Payments Innovation Alliance releases corporate security incident response procedure guide 

Nacha’s Payments Innovation Alliance has published the Security Incident Response Procedure Guide for Companies. This free tool provides procedures and actions to take when a company reasonably suspects a security incident or breach involving personal or other proprietary data has occurred.

The Guide is a tool for evaluating suspected incidents or breaches. It is designed to aid personnel in determining whether to trigger notifications to customers, individuals, regulators, credit card brands, the media, and/or consumer reporting agencies. It is particularly useful for companies assessing risk on a case-by-case basis, as it allows for careful consideration of the specific circumstances surrounding the risks and data involved in an incident. Companies may have additional contractual obligations if the incident or breach involves its customer data.

“Time is of the essence when responding to a suspected incident or breach,” said Matt Luzadder, Managing Partner, Chicago Office, Kelley Drye & Warren LLP, and co-leader of the Alliance’s Cybersecurity & Payments AI Project Team. “The types of data lost or stolen, the extent of the data loss and the governing federal and state laws are key considerations for a company’s response.”

 

Fintech expands AP automation technology for invoice processing

Financial-Information-Technologies, which goes by the name Fintech, an accounts payable (AP) automation technology provider for the hospitality and retail industries, has announced the expanded capabilities of its PaymentSource product. It will now include automated invoice processing for all business-to-business (B2B) transactions. 

Fintech has nearly 35 years of experience in the alcohol industry, automating invoice payment submission and collection for deliveries. Today, the firm processes over 52 million invoices annually, totalling US$53bn in annual purchases for its network of over 1 million B2B relationships.

Managing over 1,200 data integrations today, Fintech works one-on-one with supply chain partners to establish these connections using EDI, CSV, and other formats to ingest, normalise, and send clean invoice data back to its retailers through an integration or daily electronic file. This data includes both product and vendor details. Fintech’s new developments also include its proprietary Invoice Builder tool for smaller vendors without e-invoicing capabilities. Using this tool, invoices can be created and uploaded inside the portal by the vendor, or retailers can choose to scan and upload an invoice, which leverages optical character recognition to capture the invoice data.

 

Elavon and Woo to elevate small business payments offering

Elavon has announced it will work with Woo to help micro and small businesses accept online payments. Woo is the maker of WooCommerce, an open-source e-commerce platform built on WordPress. The agreement means the Elavon payments extension will now be available on Woo-supported e-commerce stores in Poland, Germany, the UK, Ireland, Sweden, Denmark, Norway, Belgium, Spain, and the Netherlands.
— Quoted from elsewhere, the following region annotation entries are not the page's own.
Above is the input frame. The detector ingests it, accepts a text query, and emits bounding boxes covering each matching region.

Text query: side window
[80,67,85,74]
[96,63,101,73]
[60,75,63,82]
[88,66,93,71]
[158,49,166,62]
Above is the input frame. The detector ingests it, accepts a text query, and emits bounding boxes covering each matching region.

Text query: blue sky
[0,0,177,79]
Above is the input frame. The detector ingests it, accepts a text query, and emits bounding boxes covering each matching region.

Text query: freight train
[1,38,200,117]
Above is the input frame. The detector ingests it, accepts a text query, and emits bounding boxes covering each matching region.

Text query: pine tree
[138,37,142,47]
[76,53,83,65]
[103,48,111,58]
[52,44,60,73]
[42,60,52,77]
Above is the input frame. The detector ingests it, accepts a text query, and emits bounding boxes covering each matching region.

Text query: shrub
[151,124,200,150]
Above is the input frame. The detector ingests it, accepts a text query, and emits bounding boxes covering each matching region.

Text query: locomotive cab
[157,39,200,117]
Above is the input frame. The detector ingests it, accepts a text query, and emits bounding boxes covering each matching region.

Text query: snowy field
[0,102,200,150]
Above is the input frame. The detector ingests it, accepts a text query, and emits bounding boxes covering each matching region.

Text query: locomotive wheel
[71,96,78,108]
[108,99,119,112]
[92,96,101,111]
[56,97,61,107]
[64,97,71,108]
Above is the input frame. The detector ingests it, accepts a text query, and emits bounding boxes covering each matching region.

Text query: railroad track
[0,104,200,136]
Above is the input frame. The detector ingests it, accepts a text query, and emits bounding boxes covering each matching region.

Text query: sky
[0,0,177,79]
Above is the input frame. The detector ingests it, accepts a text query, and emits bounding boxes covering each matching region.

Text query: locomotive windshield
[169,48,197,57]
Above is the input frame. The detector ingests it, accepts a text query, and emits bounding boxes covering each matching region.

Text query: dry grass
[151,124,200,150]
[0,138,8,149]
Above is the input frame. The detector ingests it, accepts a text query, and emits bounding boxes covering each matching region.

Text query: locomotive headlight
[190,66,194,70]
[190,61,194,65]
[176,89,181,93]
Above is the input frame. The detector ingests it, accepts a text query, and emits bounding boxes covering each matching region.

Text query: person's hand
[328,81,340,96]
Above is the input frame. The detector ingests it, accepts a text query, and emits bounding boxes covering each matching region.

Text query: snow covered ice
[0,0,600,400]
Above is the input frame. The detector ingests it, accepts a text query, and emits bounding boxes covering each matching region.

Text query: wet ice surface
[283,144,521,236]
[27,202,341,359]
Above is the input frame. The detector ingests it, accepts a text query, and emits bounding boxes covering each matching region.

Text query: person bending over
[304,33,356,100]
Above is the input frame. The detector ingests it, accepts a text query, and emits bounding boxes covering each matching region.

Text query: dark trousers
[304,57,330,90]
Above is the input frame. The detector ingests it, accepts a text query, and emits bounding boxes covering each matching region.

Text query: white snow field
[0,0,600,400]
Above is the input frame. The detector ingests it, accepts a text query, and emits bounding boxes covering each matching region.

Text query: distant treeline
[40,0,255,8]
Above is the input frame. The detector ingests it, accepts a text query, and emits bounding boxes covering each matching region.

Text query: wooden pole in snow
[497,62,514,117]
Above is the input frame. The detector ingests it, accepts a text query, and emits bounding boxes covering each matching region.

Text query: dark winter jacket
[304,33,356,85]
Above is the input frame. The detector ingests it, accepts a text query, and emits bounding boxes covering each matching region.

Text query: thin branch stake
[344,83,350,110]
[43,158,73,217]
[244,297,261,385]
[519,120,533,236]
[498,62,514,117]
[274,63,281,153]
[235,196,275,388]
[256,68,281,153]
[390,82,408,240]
Installing the Elavon extension gives WooCommerce merchants instant access to payment services from Elavon, enabling them to take online payments using a reliable and secure payment solution. The solution could help small and medium businesses (SMBs) grow into additional markets.

The extension will be free to download on the WooCommerce Marketplace. Elavon will directly manage all merchants using the new extension.